Проводив меня до машины, Джесс достает из кармана связку ключей и открывает серый седан, стоящий на парковке в стороне от нас.
– Подожди минутку, – говорю я Джессу, словно вспомнив о чем-то. – У тебя нет прав, ты не можешь водить машину.
Джесс смеется.
– До моего отъезда у меня были права, – говорит он. – Мне разрешено водить машину.
– Да, – говорю я, открывая дверь своей машины. – А они не просрочены?
Джесс озорно улыбается, и меня это сражает наповал.
– Просрочены, шморсрочены. Это не беда.
– Ты всегда заходишь за черту, не так ли? – говорю я, поддразнивая его. – Как ты думаешь, почему?
– Не знаю, – говорит он, пожимая плечами. – Но, согласись, ты находишь это очаровательным.
Я смеюсь:
– Кто сказал, что я нахожу это очаровательным?
– Не хочешь сесть со мной в машину? – гово-рит он.
– В твою машину?
– Или в твою, – говорит он.
– Я должна ехать на работу.
– Я знаю. Я не прошу тебя поехать куда-то со мной. Я просто хочу посидеть с тобой в машине, на улице холодно.
Мне следовало бы попрощаться с ним. Я уже опаздывала больше, чем могла себе позволить.
– Хорошо, – говорю я. Открыв щелчком обе двери, я наблюдаю за тем, как Джесс садится на пассажирское место. Я сажусь на водительское место рядом с ним. Когда дверь с моей стороны закрывается, уличный шум стихает, создавая ложное впечатление, что мы можем держать его под контролем.
Я вижу, как его взгляд устремляется на мой палец, на котором больше нет обручального кольца. Он улыбается. Оба мы понимаем, что означает пустое место на моей левой руке. Но у меня создается впечатление, что мы пришли к молчаливому согласию по поводу двух вещей, о которых не стоит говорить. Мы не станем говорить о том, что случилось с моим пальцем, точно так же, как не говорим о том, что произошло с его.

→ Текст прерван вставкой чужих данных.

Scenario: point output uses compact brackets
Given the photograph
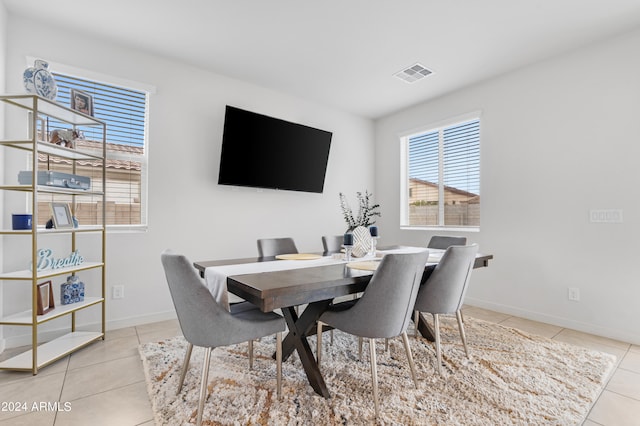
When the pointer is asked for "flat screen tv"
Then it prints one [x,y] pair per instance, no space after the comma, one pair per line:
[265,152]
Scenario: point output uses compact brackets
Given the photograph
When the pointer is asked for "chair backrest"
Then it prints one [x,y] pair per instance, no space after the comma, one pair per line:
[444,290]
[268,247]
[202,320]
[332,244]
[385,308]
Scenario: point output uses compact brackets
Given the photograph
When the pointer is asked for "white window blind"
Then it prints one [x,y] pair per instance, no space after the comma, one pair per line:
[125,112]
[443,176]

– Я скучал по тебе, Эмма. Я скучал по твоим дурацким глазам, и твоим ужасным губам, и по тому, как ужасно назойливо ты смотрела на меня, словно я – единственный человек, который важнее всего в мировой истории. Я скучал по твоим ужасным веснушкам.
Я смеюсь и чувствую, что краснею.
– Я тоже скучала по тебе.
– Скучала? – спрашивает Джесс, словно эта новость не вызывает у него доверия.
– Ты что, шутишь?
– Не знаю, – говорит он. В его голосе слышатся дразнящие нотки. – Трудно понять, что произошло за то время, пока меня не было.
– Я была убита горем как никогда и думаю, что такого больше не повторится.
Он смотрит на меня, а потом – в ветровое стекло и в окно со своей стороны.
– Нам нужно очень о многом поговорить, а я даже не знаю, с чего начать, – говорит он.
– Я знаю, но, даже если бы мы знали, с чего начать, я сейчас не могу. Мне нужно ехать на работу. Я должна была быть там уже пятнадцать минут назад. – Тина придет только после полудня. Если я не приеду, магазин не откроется.